Hi
Tom Christiansen recently contributed a API doc update [1] for
j.l.Character, as the followup for the
Unicode support discussion in j.l.Character/j.u.regex we had back to
January. In his doc patch, Tom
recommended to "downgrade" the doc for
j.l.Character.isLowCase/UpperCase(char/int) methods from
"character" to "letter" to accurately describe/specify what we
currently really do in j.l.c class, because
current j.l.c API spec and implementation for these methods are in fact
only about "letter", solely base
on whether the general category type of the character is
LOW/UPPERCASE_LETTER to decide if the
character is lowercase or uppercase. While the Unicode Standard clearly
specifies its definition of
lowercase/uppercase of a character as GC=Lu/Ll + Other_Lower/Uppercase
in ch04/4.2 Case [2]. As
the result of this difference the j.l.Character.isLowerCase/UpperCase()

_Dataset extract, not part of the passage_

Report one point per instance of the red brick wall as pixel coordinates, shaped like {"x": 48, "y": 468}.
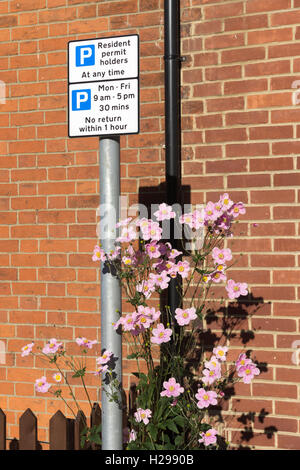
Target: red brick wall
{"x": 240, "y": 134}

methods don't work correctly
for all Unicode Other_Lowercase/Uppercase characters (201 of them, as in
Unicode 6.0) .
I totally agree with Tom on this his check. But instead of updating the
j.l.c document to describe
the difference between Java spec/implementation and the Unicode Standard
definition in JDK 7 and
leave the real solution to JDK8 (given we all agree this is something
we need to address in future
release, if we don't address it now), personally I prefer to address the
issue in one step, to update both
the spec and implementation of these methods to match the Unicode
Standard definition in JDK7, if we
can manage to squeeze this in at this very late stage of the release. It
appears Tom also prefers this
approach as well, if it is achievable.
So here is the webrev
http://cr.openjdk.java.net/~sherman/7037261/webrev
Other than these 4 isLowerCase/UpperCase() methods, We also proposed to
add two new methods
to support another two important Unicode character properties,
isAlphabetic/isIdeographic, which
are specified in Unicode Standard ch04/4.2 Case/4.11 [2] and defined in
tr44[3][4]
Given the "incompatible" nature of the request (these 4 methods change
behavior for those 201
code points), this proposal is under CCC review. Whether or not this
request can make itself into
JDK7 depends on the CCC review result and whether the review can be
finished before the final
cutoff schedule of JDK7.
Thanks,
Sherman
[1] http://mail.openjdk.java.net/pipermail/i18n-dev/2011-April/000358.html
[2] http://www.unicode.org/versions/Unicode6.0.0/ch04.pdf
[3] http://www.unicode.org/reports/tr44/#Alphabetic
[4] http://www.unicode.org/reports/tr44/#Ideographic